Tom became a mentor and elder in the ACTU’s Organising Works program. This involved his participation in the training of thousands of young union organisers from 1994 to 2019, travelling on the train from his home on the central coast to Trades Hall in Sydney or elsewhere.
This enormous contribution has no equivalence in the union movement and has an ongoing and incalculable legacy.
After spending his working life contributing to the union movement, Tom spent the next quarter of a century lovingly watching over it and pouring all that he had been taught from his life as a unionist into the generations who were just starting out, like he had as an apprentice on Cockatoo Docks.
Tom believed in the greater “we” and in building collective strength.
One of his most famous sayings was one passed on to him as a young trade unionist – “the trade union movement is a “we” and not an “I” movement”.
Right up to his final years he was writing books and producing YouTube videos and podcasts, gifting his wisdom to future generations and the union movement. He was always at hand for a quiet word of advice and encouragement.
While Tom’s legacy of achievement for building workers’ conditions, Medicare, superannuation and minimum wage was prodigious by any standard, his most lasting impact may be as a philosopher of activism with a heavy focus on strategic thinking.
Tom drew a distinction between short-term tactical and longer-term strategic decision making. He taught that gains do not come on a silver platter. The lessons he taught were about trusting working people, distilling issues, formulating a strategy to win, and the power of storytelling.
Tom believed in working people and was their champion.
For that reason, he was and will always remain a union and political democrat.

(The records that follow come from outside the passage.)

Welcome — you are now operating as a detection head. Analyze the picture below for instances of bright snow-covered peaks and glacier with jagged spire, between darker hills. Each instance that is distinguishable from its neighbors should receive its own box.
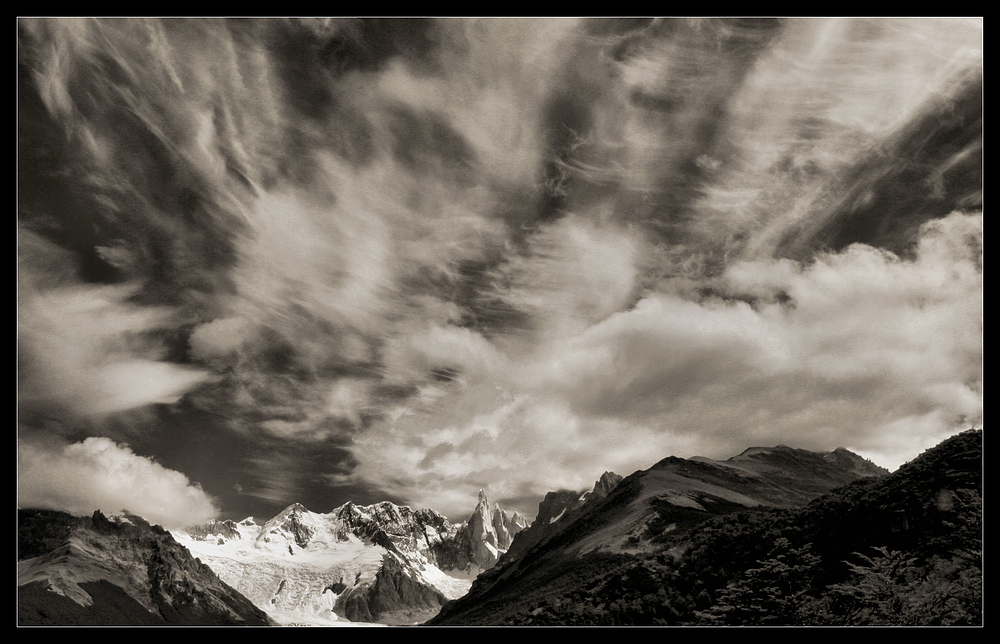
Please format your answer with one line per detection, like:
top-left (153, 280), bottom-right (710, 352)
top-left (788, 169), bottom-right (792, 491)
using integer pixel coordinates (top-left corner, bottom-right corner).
top-left (177, 493), bottom-right (526, 624)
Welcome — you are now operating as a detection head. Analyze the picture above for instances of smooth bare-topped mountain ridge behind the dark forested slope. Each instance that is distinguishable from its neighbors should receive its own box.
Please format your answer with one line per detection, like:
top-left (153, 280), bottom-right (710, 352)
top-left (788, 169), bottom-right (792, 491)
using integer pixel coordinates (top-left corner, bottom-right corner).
top-left (430, 446), bottom-right (887, 624)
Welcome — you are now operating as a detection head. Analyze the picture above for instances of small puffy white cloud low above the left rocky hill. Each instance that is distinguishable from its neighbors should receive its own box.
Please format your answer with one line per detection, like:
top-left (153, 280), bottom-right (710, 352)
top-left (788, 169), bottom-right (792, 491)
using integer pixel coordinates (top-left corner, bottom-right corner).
top-left (17, 437), bottom-right (218, 529)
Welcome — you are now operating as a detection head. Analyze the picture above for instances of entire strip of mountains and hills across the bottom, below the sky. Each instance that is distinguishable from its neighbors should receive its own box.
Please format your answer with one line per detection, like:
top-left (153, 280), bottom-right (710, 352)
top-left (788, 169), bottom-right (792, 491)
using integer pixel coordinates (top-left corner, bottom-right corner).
top-left (18, 430), bottom-right (982, 625)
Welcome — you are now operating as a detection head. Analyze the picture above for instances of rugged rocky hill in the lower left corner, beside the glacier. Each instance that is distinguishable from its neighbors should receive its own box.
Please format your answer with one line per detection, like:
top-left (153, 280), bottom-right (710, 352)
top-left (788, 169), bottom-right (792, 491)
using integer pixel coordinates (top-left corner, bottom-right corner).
top-left (17, 510), bottom-right (269, 626)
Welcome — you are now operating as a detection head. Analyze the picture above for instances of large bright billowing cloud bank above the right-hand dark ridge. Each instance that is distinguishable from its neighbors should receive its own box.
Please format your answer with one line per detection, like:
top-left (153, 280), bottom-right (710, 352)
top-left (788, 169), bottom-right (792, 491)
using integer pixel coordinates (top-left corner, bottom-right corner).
top-left (353, 214), bottom-right (982, 511)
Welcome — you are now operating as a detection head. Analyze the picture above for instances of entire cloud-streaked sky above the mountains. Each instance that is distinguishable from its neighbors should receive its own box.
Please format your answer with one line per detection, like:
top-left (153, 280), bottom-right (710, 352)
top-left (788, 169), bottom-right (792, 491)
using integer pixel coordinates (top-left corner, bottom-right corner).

He was always a socialist but he could work with employers. He was humble and intelligent. He was generous and highly principled.
Together with Audrey, history will have him on the side of the people who hated war, fought for peace, railed against discrimination and claimed equality for women, and who supported Indigenous Australians, not as a concession to be given but as a right warranted by living in a decent society.
Tom McDonald was one of the great union leaders in our nation’s history.